Meetings are continuing among KTRS staff and lawmakers and their staff on finding a long-term funding solution. Barnes described the meetings as “very positive.”
Shelton said a long-term solution could rest with an idea being discussed by the Council for Better Education, which he heads. The group is researching a new funding model for education, he said, and is looking at funding the pension, as well as health and life insurance benefits, as part of the cost of education. Those benefits now are allocated separately from the basic state funding formula.
“It can’t be seen as a separate item even though it’s managed at the state level. It has to be seen as a part of the cost of doing business for education because our pension benefits that retirees receive are really just deferred compensation that they didn’t earn while they were teaching and retirement is just a reward for a life of service in teaching,” Shelton said.

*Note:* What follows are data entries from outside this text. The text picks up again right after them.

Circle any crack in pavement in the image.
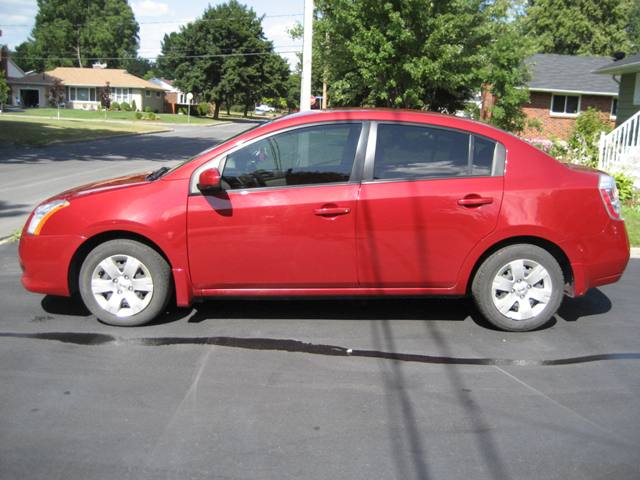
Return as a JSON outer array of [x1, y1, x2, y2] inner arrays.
[[0, 332, 640, 367]]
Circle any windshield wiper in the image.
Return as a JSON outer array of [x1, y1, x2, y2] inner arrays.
[[147, 167, 170, 181]]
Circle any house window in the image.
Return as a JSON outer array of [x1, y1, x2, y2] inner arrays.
[[551, 95, 580, 115], [111, 87, 131, 103], [76, 88, 89, 102]]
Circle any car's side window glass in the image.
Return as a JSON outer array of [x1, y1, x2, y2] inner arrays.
[[471, 135, 496, 176], [374, 124, 470, 179], [222, 123, 362, 189]]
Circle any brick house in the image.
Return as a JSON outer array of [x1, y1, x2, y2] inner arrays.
[[149, 77, 196, 113], [523, 54, 618, 140], [0, 54, 164, 112]]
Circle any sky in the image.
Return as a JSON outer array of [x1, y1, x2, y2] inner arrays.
[[0, 0, 304, 67]]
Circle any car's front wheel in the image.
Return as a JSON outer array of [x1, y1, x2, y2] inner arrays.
[[472, 244, 564, 331], [78, 239, 171, 326]]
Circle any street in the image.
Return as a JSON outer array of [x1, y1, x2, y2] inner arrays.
[[0, 234, 640, 480], [0, 123, 254, 239]]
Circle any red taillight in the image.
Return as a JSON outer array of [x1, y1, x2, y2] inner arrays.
[[598, 174, 622, 220]]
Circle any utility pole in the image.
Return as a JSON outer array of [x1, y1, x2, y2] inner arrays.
[[300, 0, 313, 112]]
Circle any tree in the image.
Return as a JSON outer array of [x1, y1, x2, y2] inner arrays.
[[158, 0, 282, 118], [16, 0, 139, 70], [122, 57, 155, 78], [98, 82, 111, 110], [480, 0, 534, 132], [0, 70, 9, 112], [304, 0, 528, 130], [522, 0, 640, 55]]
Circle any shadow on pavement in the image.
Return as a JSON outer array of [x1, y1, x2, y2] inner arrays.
[[41, 289, 611, 330], [0, 200, 31, 218]]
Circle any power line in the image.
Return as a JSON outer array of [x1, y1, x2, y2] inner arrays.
[[11, 50, 300, 61], [0, 13, 303, 28], [12, 45, 302, 58]]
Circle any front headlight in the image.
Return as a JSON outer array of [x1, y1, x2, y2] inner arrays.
[[27, 200, 69, 235]]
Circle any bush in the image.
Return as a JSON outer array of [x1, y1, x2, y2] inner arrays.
[[613, 172, 636, 202], [568, 108, 611, 167], [197, 102, 209, 117]]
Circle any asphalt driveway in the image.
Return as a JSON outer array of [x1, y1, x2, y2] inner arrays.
[[0, 238, 640, 480], [0, 123, 254, 239]]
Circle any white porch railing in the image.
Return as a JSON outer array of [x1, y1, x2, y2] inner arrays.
[[598, 111, 640, 188]]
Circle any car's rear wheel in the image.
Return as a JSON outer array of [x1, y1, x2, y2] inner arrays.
[[78, 239, 171, 326], [472, 244, 564, 331]]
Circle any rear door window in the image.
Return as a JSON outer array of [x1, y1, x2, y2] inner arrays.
[[373, 124, 496, 180]]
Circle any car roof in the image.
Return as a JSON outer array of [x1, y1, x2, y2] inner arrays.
[[261, 108, 520, 142]]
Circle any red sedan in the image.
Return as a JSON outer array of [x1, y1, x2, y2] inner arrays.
[[20, 110, 629, 331]]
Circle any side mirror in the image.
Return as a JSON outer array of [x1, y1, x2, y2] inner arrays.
[[198, 168, 222, 193]]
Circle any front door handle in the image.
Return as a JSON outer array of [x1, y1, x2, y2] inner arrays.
[[313, 207, 351, 217], [458, 195, 493, 207]]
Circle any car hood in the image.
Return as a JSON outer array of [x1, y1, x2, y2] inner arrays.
[[52, 171, 151, 199]]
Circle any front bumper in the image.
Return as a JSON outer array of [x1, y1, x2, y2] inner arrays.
[[18, 232, 85, 296]]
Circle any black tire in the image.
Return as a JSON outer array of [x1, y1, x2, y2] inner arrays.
[[78, 239, 172, 327], [471, 244, 564, 332]]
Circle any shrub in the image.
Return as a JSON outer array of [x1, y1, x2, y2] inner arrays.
[[568, 108, 611, 167], [613, 172, 636, 202], [197, 102, 209, 117]]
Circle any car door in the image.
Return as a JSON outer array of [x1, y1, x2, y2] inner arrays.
[[187, 122, 365, 293], [357, 123, 505, 288]]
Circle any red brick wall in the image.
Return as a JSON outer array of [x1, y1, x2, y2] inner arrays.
[[164, 92, 178, 113], [523, 92, 615, 140]]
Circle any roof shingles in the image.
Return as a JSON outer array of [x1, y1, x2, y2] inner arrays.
[[47, 67, 162, 91], [525, 53, 618, 95]]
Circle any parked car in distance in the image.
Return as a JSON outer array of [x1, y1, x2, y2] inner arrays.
[[256, 103, 276, 115], [19, 110, 629, 331]]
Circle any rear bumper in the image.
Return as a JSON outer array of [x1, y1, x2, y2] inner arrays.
[[565, 221, 629, 296], [18, 235, 84, 296]]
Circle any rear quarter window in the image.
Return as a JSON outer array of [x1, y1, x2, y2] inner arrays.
[[373, 124, 504, 180]]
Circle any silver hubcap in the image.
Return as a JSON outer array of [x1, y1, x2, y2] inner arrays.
[[91, 255, 153, 317], [491, 259, 553, 320]]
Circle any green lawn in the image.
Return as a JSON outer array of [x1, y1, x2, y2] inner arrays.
[[622, 207, 640, 247], [11, 108, 225, 125], [0, 114, 167, 146]]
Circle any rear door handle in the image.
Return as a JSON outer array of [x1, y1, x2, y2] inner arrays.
[[458, 195, 493, 207], [313, 207, 351, 217]]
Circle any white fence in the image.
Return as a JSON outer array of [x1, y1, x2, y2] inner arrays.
[[598, 111, 640, 188]]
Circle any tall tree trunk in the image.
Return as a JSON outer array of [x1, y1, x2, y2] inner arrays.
[[76, 30, 82, 68]]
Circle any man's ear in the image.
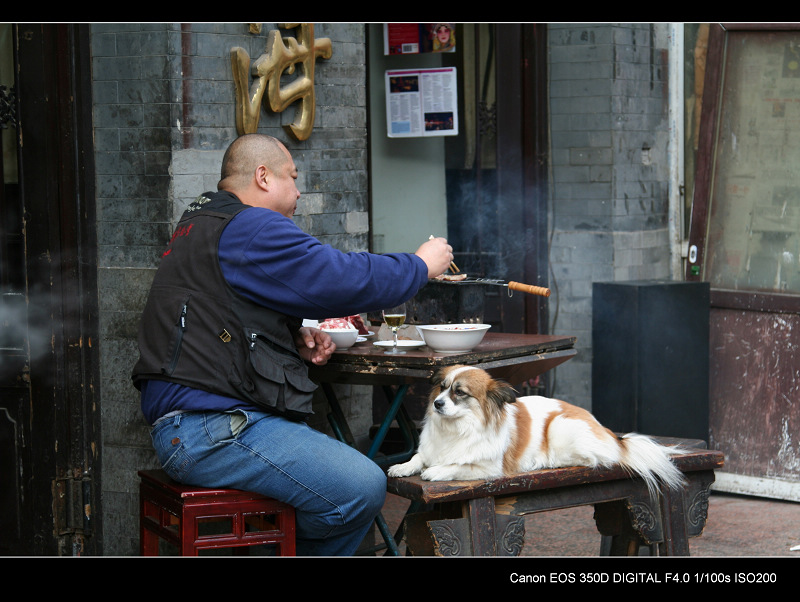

School board members have a stake in the health of KTRS
Local school board members should be concerned about the unfunded liability in the Kentucky Teachers Retirement System because of its potential effect on the work force of their school district, Campbell County school board Chairwoman Janis Winbigler said. “I don’t necessarily think that’s one of the issues that has been on their radar, because it’s more of a state issue than a local issue,” she said.
Winbigler’s own concern about the system is both professional and personal, as a longtime educator who is currently director of student services for Bellevue Independent Schools.
“It’s been one of the biggest benefits across the state for teachers, just to have that secure retirement system – and it’s a good retirement system. And it’s going to be more and more difficult – salaries have been pretty flat – without the good retirement system in place, to attract individuals to the education field,” she said.
The more experienced teachers are concerned and keeping a closer eye on the situation, but, Winbigler said, “I even have individuals who are thinking about going into education who have had an eye on it and making the comment that they’re unsure because they’re not sure about the retirement.”
Teachers count on their pension, because they do not receive Social Security, a fact that the public in general does not understand, she said, and when they do, “they’re shocked.”
Winbigler said she also is worried as an educator. “There almost has to be changes to the retirement system and it concerns me not knowing what those changes may be for me, eventually, as a retiree or even now in terms of attracting young individuals into the profession,” she said.